La postura firme de los clubes fija una advertencia tajante: no cederán sus derechos de imagen ni de transmisión para la firma del nuevo contrato publicitario si antes no se modifica el modelo de distribución actual.
La iniciativa une a los denominados «8 históricos» del país, que representan la inmensa mayoría de la hinchada, títulos y audiencia del fútbol colombiano:
- Atlético Nacional
- Millonarios FC
- América de Cali
- Junior de Barranquilla
- Independiente Santa Fe
- Deportivo Cali
- Independiente Medellín (DIM)
- Once Caldas
Las claves del reclamo: ¿Por qué piden un cambio?
Actualmente, los ingresos generados por las transmisiones (alrededor de 55 a 60 millones de dólares anuales en el contrato vigente que vence a finales de 2026) se reparten predominantemente por partes iguales entre los equipos asociados a la categoría A, incluyendo históricos que compiten en segunda división.
Según el comunicado, este esquema trae serias desventajas:
- Desincentiva la inversión: No premia a las instituciones que invierten en nóminas competitivas, infraestructura o formación de jugadores.
- Ignora el mérito deportivo: Equipos campeones o con destacadas participaciones internacionales reciben el mismo dividendo que clubes con bajo rendimiento constante.
- No reconoce el peso de las hinchadas: Desconoce variables clave como niveles de sintonía (rating), venta de mercancía y asistencia masiva a los estadios.
- Resta competitividad continental: Mientras ligas de Argentina, Brasil o competidores regionales adoptaron modelos mixtos (con base igualitaria + variables por mérito y audiencia), Colombia ha perdido terreno a nivel internacional.
El «Ultimátum» sobre el nuevo contrato de TV
Dado que el contrato de comercialización actual con Win Sports entra en su etapa final, la Dimayor se prepara para iniciar las negociaciones del próximo quinquenio/decenio.
Es aquí donde los 8 clubes marcan su punto de quiebre con el siguiente párrafo central:
«En ese contexto, y mientras no tenga lugar esa discusión de fondo sobre el modelo de distribución, los firmantes no cederemos nuestros derechos intangibles y de imagen para un nuevo contrato de derechos de transmisión del fútbol profesional colombiano.»
Con esto, los clubes dejan claro que la Dimayor no podrá comercializar un producto atractivo sin las marcas, escudos ni nombres de sus equipos más taquilleros, a menos que se abra una mesa de concertación técnica y equitativa.
¿Qué se busca a partir de ahora?
Los equipos han aclarado que no buscan perjudicar el desarrollo del campeonato ni fracturar a la Dimayor.

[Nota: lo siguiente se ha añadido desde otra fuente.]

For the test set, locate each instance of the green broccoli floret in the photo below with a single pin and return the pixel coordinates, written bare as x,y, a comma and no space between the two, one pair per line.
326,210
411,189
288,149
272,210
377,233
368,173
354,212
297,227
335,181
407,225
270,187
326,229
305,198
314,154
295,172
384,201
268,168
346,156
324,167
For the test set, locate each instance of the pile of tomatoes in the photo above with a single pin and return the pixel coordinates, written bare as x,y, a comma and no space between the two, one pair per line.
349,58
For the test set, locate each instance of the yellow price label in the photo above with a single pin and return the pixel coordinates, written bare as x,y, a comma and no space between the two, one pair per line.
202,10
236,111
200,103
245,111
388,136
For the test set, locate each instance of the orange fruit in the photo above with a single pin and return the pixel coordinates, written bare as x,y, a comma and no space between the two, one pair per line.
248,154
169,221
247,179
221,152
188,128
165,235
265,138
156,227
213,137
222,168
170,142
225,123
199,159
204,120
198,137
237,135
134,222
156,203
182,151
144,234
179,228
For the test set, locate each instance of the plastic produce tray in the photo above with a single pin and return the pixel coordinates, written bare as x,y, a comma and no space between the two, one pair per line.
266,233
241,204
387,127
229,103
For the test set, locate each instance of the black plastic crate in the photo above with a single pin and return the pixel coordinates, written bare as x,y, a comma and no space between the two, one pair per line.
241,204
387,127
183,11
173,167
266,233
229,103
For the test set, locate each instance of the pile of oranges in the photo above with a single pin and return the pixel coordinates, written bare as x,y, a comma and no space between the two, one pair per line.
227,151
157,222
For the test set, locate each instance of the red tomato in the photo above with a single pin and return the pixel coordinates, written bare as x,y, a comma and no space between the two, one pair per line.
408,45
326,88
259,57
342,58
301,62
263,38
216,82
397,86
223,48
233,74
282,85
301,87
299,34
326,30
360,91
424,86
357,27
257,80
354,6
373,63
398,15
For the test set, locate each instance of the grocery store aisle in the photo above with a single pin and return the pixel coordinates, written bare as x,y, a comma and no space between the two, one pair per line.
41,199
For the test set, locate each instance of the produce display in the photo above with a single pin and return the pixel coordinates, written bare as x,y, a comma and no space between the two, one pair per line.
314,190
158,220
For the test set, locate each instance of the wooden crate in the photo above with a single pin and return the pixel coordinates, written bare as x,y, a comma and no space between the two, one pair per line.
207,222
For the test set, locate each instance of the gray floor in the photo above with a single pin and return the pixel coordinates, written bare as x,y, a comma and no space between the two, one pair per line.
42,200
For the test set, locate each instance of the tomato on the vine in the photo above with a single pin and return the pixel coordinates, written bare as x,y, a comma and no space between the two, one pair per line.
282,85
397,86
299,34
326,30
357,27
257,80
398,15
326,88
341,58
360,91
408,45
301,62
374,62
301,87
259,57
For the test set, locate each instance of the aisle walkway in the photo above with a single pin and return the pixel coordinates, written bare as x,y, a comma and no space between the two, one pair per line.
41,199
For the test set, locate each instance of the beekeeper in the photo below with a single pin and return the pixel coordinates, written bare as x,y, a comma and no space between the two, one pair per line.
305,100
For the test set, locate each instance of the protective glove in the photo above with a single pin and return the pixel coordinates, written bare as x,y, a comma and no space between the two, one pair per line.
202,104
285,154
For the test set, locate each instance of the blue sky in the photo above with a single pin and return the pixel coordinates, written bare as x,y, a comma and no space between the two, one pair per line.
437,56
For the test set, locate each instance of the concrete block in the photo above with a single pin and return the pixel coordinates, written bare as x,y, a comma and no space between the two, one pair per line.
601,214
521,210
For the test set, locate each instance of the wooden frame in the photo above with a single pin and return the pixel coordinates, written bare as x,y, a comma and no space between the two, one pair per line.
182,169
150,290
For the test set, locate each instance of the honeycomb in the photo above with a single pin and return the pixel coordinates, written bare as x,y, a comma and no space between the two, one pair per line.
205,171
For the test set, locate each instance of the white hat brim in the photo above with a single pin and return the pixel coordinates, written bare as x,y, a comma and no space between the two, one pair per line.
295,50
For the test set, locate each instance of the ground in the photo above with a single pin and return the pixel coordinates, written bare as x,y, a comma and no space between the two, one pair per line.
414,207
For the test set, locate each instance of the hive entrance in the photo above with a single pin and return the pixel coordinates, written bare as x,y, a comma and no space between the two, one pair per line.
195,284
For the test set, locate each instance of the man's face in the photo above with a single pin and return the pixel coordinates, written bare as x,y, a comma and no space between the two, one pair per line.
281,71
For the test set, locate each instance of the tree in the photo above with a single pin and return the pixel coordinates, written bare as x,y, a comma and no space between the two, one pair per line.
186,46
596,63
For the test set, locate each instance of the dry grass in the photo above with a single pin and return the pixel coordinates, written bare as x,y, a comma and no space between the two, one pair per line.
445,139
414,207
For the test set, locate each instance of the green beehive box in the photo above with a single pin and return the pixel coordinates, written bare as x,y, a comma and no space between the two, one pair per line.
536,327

Su propuesta radica en implementar un modelo híbrido similar al europeo o al de otras ligas sudamericanas:
- Un porcentaje base equitativo (que garantice la sostenibilidad de todos los clubes de la liga).
- Un porcentaje por mérito deportivo (tabla de posiciones, títulos e hitos recientes).
- Un porcentaje por impacto comercial y fidelidad (audiencias de TV, boleta vendida e interacciones).
El debate pasa ahora a la asamblea de la Dimayor, donde se prevé un intenso pulso político entre este bloque de «los grandes» y el bloque de los clubes de menor infraestructura o de Segunda División, quienes tradicionalmente defienden el reparto en cuotas estrictamente iguales.